Hal itu disampaikan Wali Kota Ternate, M. Tauhid Soleman, saat membuka Expo Hari Koperasi ke-79 di Taman Expo Koperasi, Kota Ternate.
Tauhid mengatakan, koperasi dan UMKM merupakan dua sektor yang saling berkaitan sehingga harus dikembangkan secara bersama. Menurutnya, program Warung Mama dapat menjadi wadah yang memperkuat peran koperasi sekaligus memperluas pemasaran produk UMKM.
“Warung Mama itu filosofinya adalah pusat produksi dan pasar itu dekat,” kata Tauhid.
Ia menjelaskan, konsep tersebut memungkinkan masyarakat yang memiliki usaha rumahan memasarkan produknya melalui warung milik warga di lingkungan sekitar. Dengan begitu, proses produksi hingga pemasaran menjadi lebih mudah dan efisien.
“Karena pusat produksi dan pemasarannya dekat, kita coba integrasikan dengan kegiatan Koperasi Merah Putih maupun kegiatan produktif lainnya,” ujarnya.
Selain itu, Tauhid mengapresiasi peran Dekranasda Kota Ternate yang selama ini aktif membina pelaku UMKM, termasuk menyediakan ruang promosi dan pemasaran produk lokal.
Ia menambahkan, Kota Ternate akan menjadi tuan rumah Rapat Kerja Nasional (Rakernas) Jaringan Kota Pusaka Indonesia (JKPI) pada 26-30 Agustus mendatang.
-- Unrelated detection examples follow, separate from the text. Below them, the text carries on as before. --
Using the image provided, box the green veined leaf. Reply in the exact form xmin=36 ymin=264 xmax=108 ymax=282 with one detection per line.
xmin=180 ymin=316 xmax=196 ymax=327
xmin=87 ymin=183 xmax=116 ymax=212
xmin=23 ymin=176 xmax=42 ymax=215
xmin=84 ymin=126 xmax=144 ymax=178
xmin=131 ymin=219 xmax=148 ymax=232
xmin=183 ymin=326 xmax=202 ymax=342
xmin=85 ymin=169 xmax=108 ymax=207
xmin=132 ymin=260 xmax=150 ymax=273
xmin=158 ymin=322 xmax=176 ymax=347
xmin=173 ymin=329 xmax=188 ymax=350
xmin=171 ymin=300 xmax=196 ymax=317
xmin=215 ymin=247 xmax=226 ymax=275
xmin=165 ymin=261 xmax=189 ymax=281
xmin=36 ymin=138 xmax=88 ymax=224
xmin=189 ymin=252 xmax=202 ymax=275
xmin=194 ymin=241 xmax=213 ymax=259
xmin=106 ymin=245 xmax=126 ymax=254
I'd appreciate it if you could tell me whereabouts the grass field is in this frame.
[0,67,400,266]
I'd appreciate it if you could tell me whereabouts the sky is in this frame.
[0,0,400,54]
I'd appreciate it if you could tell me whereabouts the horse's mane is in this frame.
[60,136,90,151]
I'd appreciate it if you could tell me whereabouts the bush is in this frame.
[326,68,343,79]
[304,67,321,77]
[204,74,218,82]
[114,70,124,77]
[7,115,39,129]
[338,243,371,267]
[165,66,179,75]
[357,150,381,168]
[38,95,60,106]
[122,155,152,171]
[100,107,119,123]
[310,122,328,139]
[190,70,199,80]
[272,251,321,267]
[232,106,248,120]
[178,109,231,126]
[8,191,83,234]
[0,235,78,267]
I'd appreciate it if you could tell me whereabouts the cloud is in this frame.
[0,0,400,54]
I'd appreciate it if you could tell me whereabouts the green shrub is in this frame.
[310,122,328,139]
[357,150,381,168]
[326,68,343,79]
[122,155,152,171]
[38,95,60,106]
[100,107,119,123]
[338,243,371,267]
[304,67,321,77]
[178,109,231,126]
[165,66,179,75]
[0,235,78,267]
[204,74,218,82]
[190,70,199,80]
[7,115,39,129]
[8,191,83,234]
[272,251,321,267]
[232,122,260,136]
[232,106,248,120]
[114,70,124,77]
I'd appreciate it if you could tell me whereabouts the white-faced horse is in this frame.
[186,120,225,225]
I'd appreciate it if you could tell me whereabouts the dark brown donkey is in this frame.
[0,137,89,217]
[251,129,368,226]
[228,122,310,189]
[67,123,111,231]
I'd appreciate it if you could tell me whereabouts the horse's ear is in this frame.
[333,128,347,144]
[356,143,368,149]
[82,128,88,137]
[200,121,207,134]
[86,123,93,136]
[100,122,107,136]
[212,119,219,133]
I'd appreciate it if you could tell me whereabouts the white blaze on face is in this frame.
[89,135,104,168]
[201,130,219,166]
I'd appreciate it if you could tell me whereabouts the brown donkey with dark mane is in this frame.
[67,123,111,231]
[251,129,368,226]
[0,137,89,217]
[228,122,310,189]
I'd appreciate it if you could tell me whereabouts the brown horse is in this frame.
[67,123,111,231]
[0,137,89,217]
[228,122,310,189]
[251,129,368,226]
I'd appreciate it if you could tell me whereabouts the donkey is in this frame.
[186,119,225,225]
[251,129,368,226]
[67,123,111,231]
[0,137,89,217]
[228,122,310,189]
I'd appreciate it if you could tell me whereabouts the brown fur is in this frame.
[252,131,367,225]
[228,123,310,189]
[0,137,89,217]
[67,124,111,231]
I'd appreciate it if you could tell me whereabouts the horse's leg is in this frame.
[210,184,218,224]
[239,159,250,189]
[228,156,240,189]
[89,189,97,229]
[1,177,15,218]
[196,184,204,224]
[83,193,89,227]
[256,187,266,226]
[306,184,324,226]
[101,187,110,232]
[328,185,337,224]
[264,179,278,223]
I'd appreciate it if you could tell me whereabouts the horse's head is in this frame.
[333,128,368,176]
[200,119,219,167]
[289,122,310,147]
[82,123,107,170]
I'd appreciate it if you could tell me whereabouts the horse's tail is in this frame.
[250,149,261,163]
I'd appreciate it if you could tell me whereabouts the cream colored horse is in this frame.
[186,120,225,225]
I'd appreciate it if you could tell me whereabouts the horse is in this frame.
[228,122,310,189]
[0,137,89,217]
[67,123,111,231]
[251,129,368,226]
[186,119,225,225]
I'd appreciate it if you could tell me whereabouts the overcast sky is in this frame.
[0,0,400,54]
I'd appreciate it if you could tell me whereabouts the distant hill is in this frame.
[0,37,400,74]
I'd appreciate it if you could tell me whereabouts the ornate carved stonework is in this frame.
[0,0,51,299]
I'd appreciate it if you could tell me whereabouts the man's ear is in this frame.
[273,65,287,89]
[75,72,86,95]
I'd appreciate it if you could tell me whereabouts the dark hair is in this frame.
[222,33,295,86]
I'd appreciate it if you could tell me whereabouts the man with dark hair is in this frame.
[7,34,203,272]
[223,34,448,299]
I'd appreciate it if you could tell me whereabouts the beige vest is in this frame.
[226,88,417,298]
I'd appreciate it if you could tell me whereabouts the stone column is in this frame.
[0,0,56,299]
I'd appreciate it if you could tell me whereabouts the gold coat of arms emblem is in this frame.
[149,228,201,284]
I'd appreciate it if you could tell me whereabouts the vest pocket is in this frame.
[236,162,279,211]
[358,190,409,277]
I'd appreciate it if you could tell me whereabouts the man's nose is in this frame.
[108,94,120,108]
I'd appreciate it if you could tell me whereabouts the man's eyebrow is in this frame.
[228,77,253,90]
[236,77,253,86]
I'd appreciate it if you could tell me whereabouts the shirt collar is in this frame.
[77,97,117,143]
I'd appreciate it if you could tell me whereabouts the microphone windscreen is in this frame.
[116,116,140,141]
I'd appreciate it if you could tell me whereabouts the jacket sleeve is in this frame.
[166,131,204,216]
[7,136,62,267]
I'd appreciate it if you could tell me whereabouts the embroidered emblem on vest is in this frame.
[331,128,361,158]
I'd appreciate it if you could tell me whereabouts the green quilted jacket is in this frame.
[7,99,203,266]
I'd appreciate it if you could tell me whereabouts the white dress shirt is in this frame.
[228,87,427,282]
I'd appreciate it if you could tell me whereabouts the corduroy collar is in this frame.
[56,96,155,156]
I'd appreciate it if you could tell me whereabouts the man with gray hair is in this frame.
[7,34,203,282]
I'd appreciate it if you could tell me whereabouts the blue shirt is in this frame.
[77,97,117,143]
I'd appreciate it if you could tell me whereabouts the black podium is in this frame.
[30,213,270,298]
Agenda nasional yang akan dihadiri perwakilan dari 72 daerah itu dinilai menjadi peluang besar bagi pelaku UMKM untuk mempromosikan produknya.
“Kita selalu mendorong UMKM terlibat dalam setiap event. Mulai dari STQ Nasional 2021, Sail Tidore 2022, Hari Nusantara 2023 hingga Apeksi. Semua kegiatan itu membawa dampak ekonomi bagi masyarakat Ternate. Pada JKPI nanti kita ingin UMKM kembali memanfaatkan peluang tersebut agar bisa naik kelas, jangan tinggal kelas terus,” katanya.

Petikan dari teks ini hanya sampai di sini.